The specific steps are as follows:

a. Gold ore pretreatment: Remove impurities such as clay and silt from the surface of the mined gold ore, then crush and screen the ore. Select ore fractions with a particle size of less than 70 mm, mix them with slaked lime at a specified proportion, and stir thoroughly to obtain a mixture, which is then piled up to form an ore heap.

b. Preparation of infiltration agent: Adjust the pH of the solvent to 10-12 to obtain an alkaline solution, and add sodium cyanide to prepare the infiltration agent.

c. Spraying: Spray the infiltration agent onto the ore heap continuously to collect the pregnant solution (gold-bearing leachate).

d. Collection of gold-loaded carbon: Pump the pregnant solution into an adsorption column packed with activated carbon. The gold-bearing complexes in the pregnant solution are adsorbed by the activated carbon, yielding gold-loaded carbon and barren solution with low gold content. The barren solution is recycled and treated before being reused in steps b, c and d.

e. Extraction of elemental gold: The gold-loaded carbon obtained in step d is processed to extract elemental gold.

The flotation-acid leaching process for complex low-grade copper oxide ores comprises the following steps:

The raw low-grade copper oxide ore is crushed, ground, and prepared into ore pulp;

Flotation reagents are added to the above ore pulp, and one stage of roughing and one stage of scavenging are conducted to obtain copper oxide concentrate and tailings;

The obtained copper oxide concentrate is prepared into ore pulp, then concentrated sulfuric acid is added for leaching under agitation. Solid-liquid separation is performed afterwards to produce copper-bearing leachate and leaching residue.

This process integrates flotation and acid leaching to treat low-grade copper oxide ores. The low-grade copper oxide ore is subjected to one-stage roughing and one-stage scavenging flotation in the presence of a sulfidizing agent, which realizes the preliminary separation of high acid-consuming silicate and carbonate minerals (including chlorite, dolomite, talc, etc.) from copper sulfide minerals in the ore. Combined with the subsequent acid leaching process, copper leaching can be achieved at a relatively low acid consumption. This process overcomes the defects of existing technologies for copper enrichment from low-grade copper oxide ores, such as complex process flow, high reagent consumption and high production cost.

The beneficiation method for gold ore comprises the following steps: classify gold-bearing minerals to obtain a coarse fraction and a fine fraction; sequentially subject the coarse fraction to sluice rougher separation and shaking table cleaning separation to obtain Concentrate A; process the fine fraction via flotation to obtain Concentrate B, and mix Concentrate A and Concentrate B to produce gold concentrate.

The collector used in the flotation process consists of the following components in parts by mass: 25-35 parts of mercaptobenzothiazole, 5-10 parts of ammonium dibutyl dithiophosphate, 3-5 parts of soluble alkali, 0.3-1 part of fatty alcohol polyoxyethylene ether, and 55-60 parts of solvent.

By adopting the gravity-flotation combined process flow for ore treatment, this method recovers coarse-grained gold through gravity separation, and recovers fine-grained and micro-fine-grained gold through flotation.

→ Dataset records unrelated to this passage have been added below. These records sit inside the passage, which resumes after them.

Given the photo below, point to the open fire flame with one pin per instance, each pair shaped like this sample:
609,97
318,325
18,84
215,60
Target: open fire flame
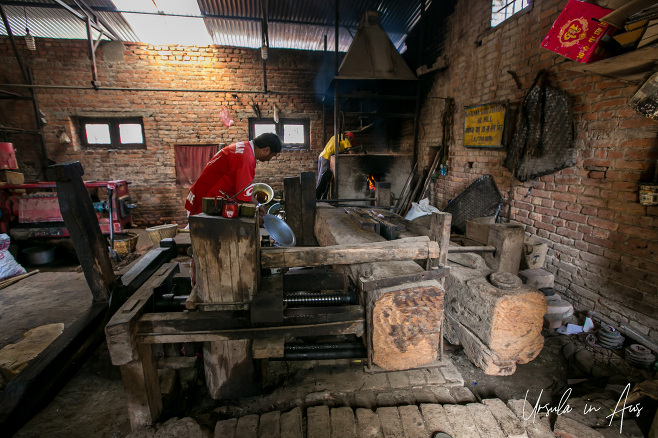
371,182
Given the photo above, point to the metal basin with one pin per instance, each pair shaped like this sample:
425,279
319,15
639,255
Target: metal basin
279,231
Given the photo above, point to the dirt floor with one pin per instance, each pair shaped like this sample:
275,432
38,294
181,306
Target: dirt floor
93,402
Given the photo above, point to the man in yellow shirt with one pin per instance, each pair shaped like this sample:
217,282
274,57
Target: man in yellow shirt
346,142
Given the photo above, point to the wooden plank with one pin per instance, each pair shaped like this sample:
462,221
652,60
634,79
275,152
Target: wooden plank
440,233
269,425
229,369
292,424
267,304
368,424
292,192
266,348
121,331
14,357
465,249
308,208
434,274
192,300
225,255
412,422
82,224
383,194
343,424
391,423
145,266
318,422
226,428
142,387
398,250
43,377
295,280
247,427
220,325
631,66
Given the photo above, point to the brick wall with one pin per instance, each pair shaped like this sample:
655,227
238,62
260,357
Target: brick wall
170,118
603,243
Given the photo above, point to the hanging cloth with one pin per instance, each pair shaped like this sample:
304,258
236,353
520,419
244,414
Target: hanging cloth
543,142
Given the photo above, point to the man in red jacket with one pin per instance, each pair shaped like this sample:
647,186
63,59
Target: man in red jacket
232,169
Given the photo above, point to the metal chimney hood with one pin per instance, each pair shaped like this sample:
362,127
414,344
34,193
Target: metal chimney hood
372,55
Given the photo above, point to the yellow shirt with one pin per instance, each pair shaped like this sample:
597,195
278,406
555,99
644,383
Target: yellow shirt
329,148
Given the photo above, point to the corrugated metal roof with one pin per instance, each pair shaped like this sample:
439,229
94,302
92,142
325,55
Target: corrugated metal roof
292,24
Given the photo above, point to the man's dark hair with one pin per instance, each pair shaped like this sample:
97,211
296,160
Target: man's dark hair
269,140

It effectively addresses the difficulties in beneficiation and recovery of gold with different grain sizes (coarse, fine and micro-fine), realizes highly efficient recovery of gold minerals, and delivers a relatively high gold recovery rate.

producing cathode copper from refractory glutenite copper ore, which falls under the technical field of metallurgy.

This method prepares cathode copper by subjecting the refractory glutenite copper ore to sequential processes: crushing and granulation, curing treatment, heap leaching, solvent extraction and electrowinning. Prior to the heap leaching process, raw ore particles are treated with sulfation curing pretreatment. The pretreatment not only enables copper to be dissociated from gangue and other associated minerals, but also achieves the effect of loosening the ore structure and increasing its porosity, which facilitates the heap leaching process, raises the leaching rate by 10% to 20%, and creates favorable conditions for subsequent cathode copper production.

The cathode copper produced by this method features high purity and large output. The method effectively improves the copper leaching rate and recovery rate of refractory glutenite copper ore, realizes more efficient utilization of mineral resources, and boosts economic benefits.

The method for recovering copper from copper sulfide ore comprises the following steps:

(1) Grind the copper ore into 100-120 mesh using a ball mill;

(2) Put the ground copper ore into an agitation tank, and add hydrochloric acid, sulfuric acid, nitric acid, water and reagents to carry out chlorination reaction;

(3) Perform solid-liquid separation on the reacted solution obtained in step (2) to obtain a copper chloride solution and filter residue;

(4) Pump the copper chloride solution into an electrolytic cell for electrolysis, add a flocculant, and control the voltage, current amount and copper concentration to deposit copper in the electrolyte on the cathode plate;

(5) Return the circulating solution after copper recovery to the leaching process.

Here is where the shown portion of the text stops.